5. A system for preparing glyphosate by N- (phosphonomethyl) iminodiacetic acid oxidation according to claim 4, wherein the deflector is inclined at an angle of 30-60 ° in the horizontal direction.

6. A system for preparing glyphosate by N- (phosphonomethyl) iminodiacetic acid oxidation according to claim 4, wherein the deflector is inclined at an angle of 45 ° in the horizontal direction.

7. The system for preparing glyphosate by oxidation of N-phosphonomethyl iminodiacetic acid of claim 1, wherein an annular gas distributor is disposed below the bottom-most catalyst bed in the high-pressure reactor.

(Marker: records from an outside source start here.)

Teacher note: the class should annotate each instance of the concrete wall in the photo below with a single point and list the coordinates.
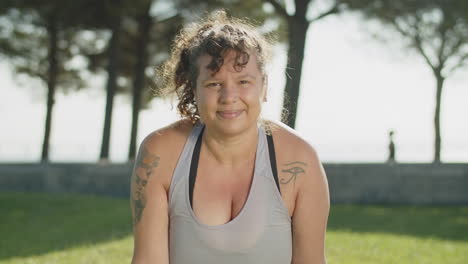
(349, 183)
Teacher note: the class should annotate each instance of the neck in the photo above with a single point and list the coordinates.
(232, 151)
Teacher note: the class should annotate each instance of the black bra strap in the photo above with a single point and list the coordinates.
(196, 157)
(271, 150)
(194, 165)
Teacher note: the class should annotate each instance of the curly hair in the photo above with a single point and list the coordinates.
(214, 35)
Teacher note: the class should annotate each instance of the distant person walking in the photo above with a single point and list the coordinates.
(391, 148)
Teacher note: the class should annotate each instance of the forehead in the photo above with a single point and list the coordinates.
(228, 66)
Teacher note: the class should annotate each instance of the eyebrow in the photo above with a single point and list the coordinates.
(246, 75)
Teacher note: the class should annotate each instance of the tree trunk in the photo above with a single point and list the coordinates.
(112, 73)
(297, 33)
(437, 144)
(144, 26)
(52, 31)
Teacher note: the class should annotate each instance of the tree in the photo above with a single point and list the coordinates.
(437, 30)
(297, 26)
(38, 40)
(154, 33)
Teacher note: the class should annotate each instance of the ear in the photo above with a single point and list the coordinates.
(265, 87)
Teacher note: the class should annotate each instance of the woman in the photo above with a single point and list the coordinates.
(220, 185)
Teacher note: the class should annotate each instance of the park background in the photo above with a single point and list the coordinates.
(355, 87)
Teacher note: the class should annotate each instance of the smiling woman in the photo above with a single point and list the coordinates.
(222, 185)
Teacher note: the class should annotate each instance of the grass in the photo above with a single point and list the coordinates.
(75, 229)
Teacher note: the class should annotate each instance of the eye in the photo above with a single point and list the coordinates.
(213, 85)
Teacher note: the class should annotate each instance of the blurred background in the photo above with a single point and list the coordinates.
(379, 88)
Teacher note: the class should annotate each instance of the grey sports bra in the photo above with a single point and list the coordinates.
(260, 233)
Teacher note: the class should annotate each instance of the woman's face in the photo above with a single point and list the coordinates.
(229, 101)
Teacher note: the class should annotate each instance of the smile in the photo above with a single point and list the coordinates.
(229, 114)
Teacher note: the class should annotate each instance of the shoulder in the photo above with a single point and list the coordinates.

8. The system for preparing glyphosate by oxidation of N- (phosphonomethyl) iminodiacetic acid of claim 7, wherein an external strengthening unit is arranged outside the high-pressure reactor and comprises a second strengthening reactor and a third strengthening reactor, a communication pipeline is arranged between the second strengthening reactor and the third strengthening reactor, and the communication pipeline is connected with the internal strengthening unit.

9. A system for preparing glyphosate by oxidation of N-phosphonomethyl iminodiacetic acid as in claim 8, further comprising a feed unit and a separation and purification unit;

The feeding unit comprises a N-phosphonomethyl iminodiacetic acid storage tank, an oxygen storage tank and a preheater, wherein an inlet of the preheater is connected with the N-phosphonomethyl iminodiacetic acid storage tank to preheat the N-phosphonomethyl iminodiacetic acid;

The separation and purification unit comprises a cooler, a separation tank and a distillation crystallization tower which are sequentially connected, and is connected with an outlet at the bottom end of the high-pressure reactor.